The Highwaymen were rediscovered in the mid-1990s and today are recognized as an important part of Florida culture and history. Al Black, and the other 25 artists known as The Highwaymen (18 of whom are still alive), were inducted into the Florida Artists Hall of Fame in 2004.  Black is back in Fort Pierce, painting in the old Highwaymen style: outdoors, several canvasses at a time. He paints traditional Highwaymen subject matter: rivers, beaches, waves, sunsets, and varying kinds of foliage. And how does he know when a painting is finished? In his own words, “A painting isn’t finished until it’s sold.“  Now people come to him to buy artworks and he sells with the same smooth talking finesse and enthusiasm that he has always used. Al is proud to report that he has been drug free since his early days in prison. 

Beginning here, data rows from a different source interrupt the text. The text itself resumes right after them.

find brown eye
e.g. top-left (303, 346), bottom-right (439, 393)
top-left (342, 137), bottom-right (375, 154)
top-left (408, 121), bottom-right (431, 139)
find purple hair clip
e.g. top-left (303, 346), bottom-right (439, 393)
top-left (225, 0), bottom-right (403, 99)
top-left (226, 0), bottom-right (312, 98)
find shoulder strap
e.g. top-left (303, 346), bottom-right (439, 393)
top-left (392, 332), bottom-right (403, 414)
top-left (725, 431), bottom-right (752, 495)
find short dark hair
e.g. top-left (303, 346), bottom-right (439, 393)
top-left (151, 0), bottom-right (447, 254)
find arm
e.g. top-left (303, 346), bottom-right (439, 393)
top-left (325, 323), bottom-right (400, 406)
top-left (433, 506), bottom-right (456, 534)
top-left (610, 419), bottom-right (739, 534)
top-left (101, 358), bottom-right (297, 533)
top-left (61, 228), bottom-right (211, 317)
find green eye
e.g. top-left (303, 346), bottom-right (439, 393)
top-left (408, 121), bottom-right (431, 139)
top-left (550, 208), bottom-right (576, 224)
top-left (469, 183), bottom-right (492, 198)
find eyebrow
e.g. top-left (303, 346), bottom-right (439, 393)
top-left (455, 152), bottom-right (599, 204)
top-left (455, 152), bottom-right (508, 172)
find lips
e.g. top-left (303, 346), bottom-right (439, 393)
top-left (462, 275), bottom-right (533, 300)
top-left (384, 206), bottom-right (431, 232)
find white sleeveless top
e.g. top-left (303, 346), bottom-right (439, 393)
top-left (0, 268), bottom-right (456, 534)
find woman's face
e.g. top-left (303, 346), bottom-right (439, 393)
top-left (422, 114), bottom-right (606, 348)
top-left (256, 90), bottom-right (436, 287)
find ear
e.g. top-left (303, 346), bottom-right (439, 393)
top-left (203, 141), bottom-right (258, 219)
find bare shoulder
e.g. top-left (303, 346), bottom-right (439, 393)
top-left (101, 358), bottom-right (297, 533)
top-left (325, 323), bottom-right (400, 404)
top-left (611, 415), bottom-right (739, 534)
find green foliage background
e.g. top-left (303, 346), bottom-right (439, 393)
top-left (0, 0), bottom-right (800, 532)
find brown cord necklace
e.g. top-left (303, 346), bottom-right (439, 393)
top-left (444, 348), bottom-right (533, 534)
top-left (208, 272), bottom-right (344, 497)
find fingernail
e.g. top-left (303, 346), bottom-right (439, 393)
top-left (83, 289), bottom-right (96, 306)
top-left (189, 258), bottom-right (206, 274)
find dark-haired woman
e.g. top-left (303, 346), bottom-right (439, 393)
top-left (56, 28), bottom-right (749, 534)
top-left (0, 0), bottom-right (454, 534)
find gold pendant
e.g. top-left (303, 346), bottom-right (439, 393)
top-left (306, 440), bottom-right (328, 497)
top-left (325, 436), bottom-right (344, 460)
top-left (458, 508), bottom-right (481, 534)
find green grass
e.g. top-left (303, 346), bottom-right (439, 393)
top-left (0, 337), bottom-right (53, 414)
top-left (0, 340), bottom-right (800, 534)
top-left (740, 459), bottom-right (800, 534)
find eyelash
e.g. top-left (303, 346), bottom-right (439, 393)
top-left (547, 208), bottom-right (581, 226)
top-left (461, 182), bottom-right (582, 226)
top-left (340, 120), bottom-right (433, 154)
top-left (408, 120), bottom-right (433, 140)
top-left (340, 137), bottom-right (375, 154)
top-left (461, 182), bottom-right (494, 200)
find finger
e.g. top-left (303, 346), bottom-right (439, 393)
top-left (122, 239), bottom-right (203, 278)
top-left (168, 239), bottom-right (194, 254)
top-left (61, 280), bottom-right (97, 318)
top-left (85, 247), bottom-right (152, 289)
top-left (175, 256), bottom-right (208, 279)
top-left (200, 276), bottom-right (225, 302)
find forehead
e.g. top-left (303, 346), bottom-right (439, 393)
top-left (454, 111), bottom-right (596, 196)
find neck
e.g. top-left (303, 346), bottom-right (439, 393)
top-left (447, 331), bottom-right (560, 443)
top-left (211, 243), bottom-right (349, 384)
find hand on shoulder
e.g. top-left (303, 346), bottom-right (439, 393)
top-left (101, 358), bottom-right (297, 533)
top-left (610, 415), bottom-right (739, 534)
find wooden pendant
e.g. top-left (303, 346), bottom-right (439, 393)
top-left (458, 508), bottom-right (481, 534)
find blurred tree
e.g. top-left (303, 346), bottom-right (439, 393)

It has been said about Al Black: “His ability to charm a prospective customer or journalist, even while you know you may be hearing exaggerations (or maybe lies), is what marks his personality.”  In his presentation at the Alliance, Al told his life story truthfully, without glossing over the demeaning parts, but he’s a storyteller and there’s something about his manner of speaking that draws in his audience completely, and we in the audience at the Alliance that morning were no exception.